Humanitarian Disarmament in Colombia
Colombia is believed to be one of the most landmine contaminated countries in the world, and it still records some of the highest numbers of accidents per year.
The contamination is the result of decades of conflict with non-state armed groups ( NSAG ) which has led to a huge displacement of persons. The government has registered more than 5 million Internally Displaced Persons ( IDP ). It is believed that landmines are dispersed throughout 40 % of the national territory, affecting 31 of 32 departments (states) and one of every two municipalities.
MBT : state party; clearance deadline: 1 March 2021.
CCM : signed, not ratified.
In Colombia, Norwegian People's Aid is involved in a pilot project to clear Anti-Personnel Mines (APMs), Improvised Explosive Devices (IEDs) and Unexploded Ordnance (UXOs), and other Explosive Remnants of War (ERWs). NPA is coordinating a team consisting of representatives of the Colombian Government and the FARC-EP, which is now deployed in El Orejon, Antioquia. The efforts are accompanied by the ICRC and the guarantor countries Norway and Cuba.

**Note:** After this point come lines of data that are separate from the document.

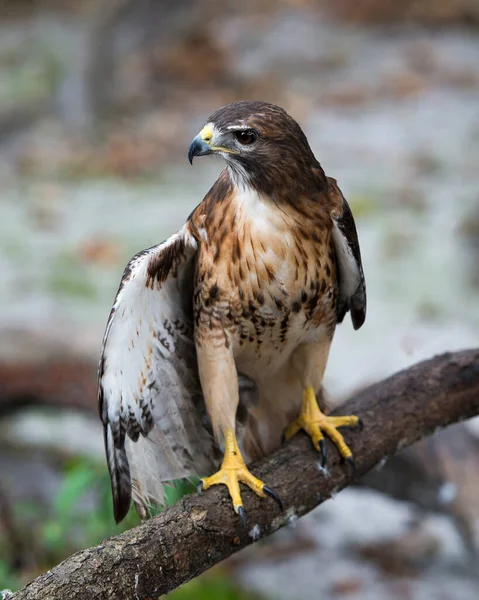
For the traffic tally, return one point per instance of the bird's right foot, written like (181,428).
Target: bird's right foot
(234,471)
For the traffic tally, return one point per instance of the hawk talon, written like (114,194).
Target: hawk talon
(351,465)
(272,494)
(316,424)
(324,452)
(242,515)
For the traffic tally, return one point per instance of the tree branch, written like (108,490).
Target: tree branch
(200,531)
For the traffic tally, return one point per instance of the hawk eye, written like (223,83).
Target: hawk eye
(246,137)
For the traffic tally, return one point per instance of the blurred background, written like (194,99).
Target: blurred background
(99,100)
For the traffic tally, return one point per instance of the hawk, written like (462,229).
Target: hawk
(219,336)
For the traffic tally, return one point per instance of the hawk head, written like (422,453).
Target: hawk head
(262,145)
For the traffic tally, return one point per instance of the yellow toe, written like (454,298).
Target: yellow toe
(316,424)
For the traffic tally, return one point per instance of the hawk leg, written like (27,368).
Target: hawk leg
(316,424)
(233,471)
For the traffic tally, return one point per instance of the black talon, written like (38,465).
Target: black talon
(242,516)
(272,494)
(351,465)
(324,452)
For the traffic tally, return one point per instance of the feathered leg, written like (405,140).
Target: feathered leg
(309,361)
(219,382)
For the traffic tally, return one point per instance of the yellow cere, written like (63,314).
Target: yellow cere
(206,134)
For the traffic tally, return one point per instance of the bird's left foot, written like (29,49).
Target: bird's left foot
(316,424)
(234,471)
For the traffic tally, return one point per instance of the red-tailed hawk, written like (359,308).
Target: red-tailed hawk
(219,336)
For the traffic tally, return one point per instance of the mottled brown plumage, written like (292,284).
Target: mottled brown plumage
(264,268)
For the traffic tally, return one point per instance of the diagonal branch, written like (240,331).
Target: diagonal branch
(200,531)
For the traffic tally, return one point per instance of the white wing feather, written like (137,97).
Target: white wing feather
(149,390)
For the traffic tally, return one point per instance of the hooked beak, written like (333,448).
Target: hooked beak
(198,147)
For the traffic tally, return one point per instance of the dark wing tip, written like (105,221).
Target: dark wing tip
(358,317)
(121,506)
(119,474)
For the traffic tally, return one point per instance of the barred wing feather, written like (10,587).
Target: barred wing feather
(150,396)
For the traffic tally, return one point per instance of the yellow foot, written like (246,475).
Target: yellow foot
(233,471)
(314,422)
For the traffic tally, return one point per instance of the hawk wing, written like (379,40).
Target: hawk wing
(150,396)
(352,287)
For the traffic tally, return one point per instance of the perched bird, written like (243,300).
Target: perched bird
(218,338)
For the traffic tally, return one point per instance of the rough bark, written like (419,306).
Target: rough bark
(200,531)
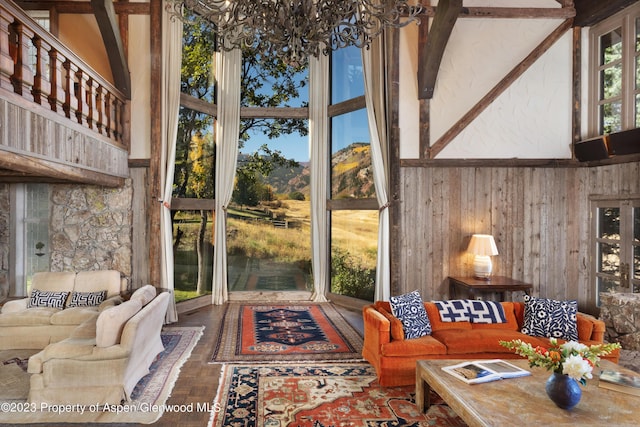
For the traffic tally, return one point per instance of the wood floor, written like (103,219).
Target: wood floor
(198,381)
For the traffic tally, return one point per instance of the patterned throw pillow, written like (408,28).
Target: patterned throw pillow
(455,310)
(486,312)
(550,318)
(409,308)
(87,299)
(47,299)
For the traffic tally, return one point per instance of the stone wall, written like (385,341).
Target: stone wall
(5,235)
(621,314)
(90,228)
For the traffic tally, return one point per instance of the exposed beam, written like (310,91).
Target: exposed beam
(110,30)
(509,12)
(24,166)
(497,90)
(431,56)
(590,12)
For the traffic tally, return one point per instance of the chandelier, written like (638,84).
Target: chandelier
(296,29)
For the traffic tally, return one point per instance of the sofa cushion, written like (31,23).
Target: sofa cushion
(456,310)
(144,294)
(509,310)
(396,327)
(409,308)
(437,324)
(486,312)
(73,316)
(425,345)
(86,299)
(29,317)
(550,318)
(460,341)
(112,320)
(53,299)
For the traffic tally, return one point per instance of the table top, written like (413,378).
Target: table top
(497,283)
(524,402)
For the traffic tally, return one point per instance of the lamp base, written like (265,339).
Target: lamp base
(482,267)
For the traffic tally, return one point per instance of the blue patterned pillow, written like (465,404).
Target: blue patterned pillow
(455,310)
(47,299)
(87,299)
(550,318)
(486,312)
(409,308)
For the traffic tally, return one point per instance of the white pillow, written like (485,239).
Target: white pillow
(112,320)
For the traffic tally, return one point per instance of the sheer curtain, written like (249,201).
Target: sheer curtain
(172,54)
(373,61)
(318,140)
(228,74)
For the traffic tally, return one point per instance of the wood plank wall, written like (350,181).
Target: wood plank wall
(540,218)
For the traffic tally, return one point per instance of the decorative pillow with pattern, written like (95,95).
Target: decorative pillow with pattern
(409,308)
(455,310)
(550,318)
(47,299)
(87,299)
(486,312)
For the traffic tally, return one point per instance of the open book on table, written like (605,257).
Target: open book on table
(482,371)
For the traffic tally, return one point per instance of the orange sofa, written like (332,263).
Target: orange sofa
(394,357)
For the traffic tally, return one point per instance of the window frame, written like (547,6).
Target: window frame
(626,242)
(626,20)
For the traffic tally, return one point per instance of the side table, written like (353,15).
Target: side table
(477,289)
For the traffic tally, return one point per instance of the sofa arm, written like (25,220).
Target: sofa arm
(377,328)
(15,305)
(590,328)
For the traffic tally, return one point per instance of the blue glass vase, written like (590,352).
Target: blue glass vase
(563,390)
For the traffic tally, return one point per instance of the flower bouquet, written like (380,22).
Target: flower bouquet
(571,358)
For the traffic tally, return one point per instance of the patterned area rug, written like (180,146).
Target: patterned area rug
(285,332)
(321,395)
(147,399)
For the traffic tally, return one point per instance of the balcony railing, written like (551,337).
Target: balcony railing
(40,69)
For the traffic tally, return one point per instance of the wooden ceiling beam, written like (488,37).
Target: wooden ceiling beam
(109,28)
(431,56)
(508,12)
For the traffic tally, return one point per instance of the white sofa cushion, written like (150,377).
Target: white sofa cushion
(144,294)
(53,299)
(54,281)
(111,322)
(98,280)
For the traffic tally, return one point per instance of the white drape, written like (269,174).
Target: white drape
(227,133)
(318,140)
(172,54)
(374,67)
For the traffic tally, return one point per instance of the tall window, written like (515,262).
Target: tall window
(353,206)
(616,245)
(615,77)
(30,241)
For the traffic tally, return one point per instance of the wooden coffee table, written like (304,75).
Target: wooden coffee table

NPAs programme in Colombia will be NPA’s second humanitarian disarmament engagement in South America. (In 2012 NPA responded to a request by both Chile and Peru, in supporting with survey and clearance efforts on the border).
NPA also supported Grenada in their compliance efforts towards Article 4 of the Convention on Cluster Munitions in 2012.
Between 1982 and 2013, Landmine Monitor recorded 10,626 casualties, including 2157 deaths and 8469 injuries. Civilians accounted for 37% of the total and children accounted for 26% of civilian casualties.
The contamination comprises of home-made victim activated devices, which are commonly used. During surveys, there has been reporting of explosive material found made from plastic containers and soft drink bottles.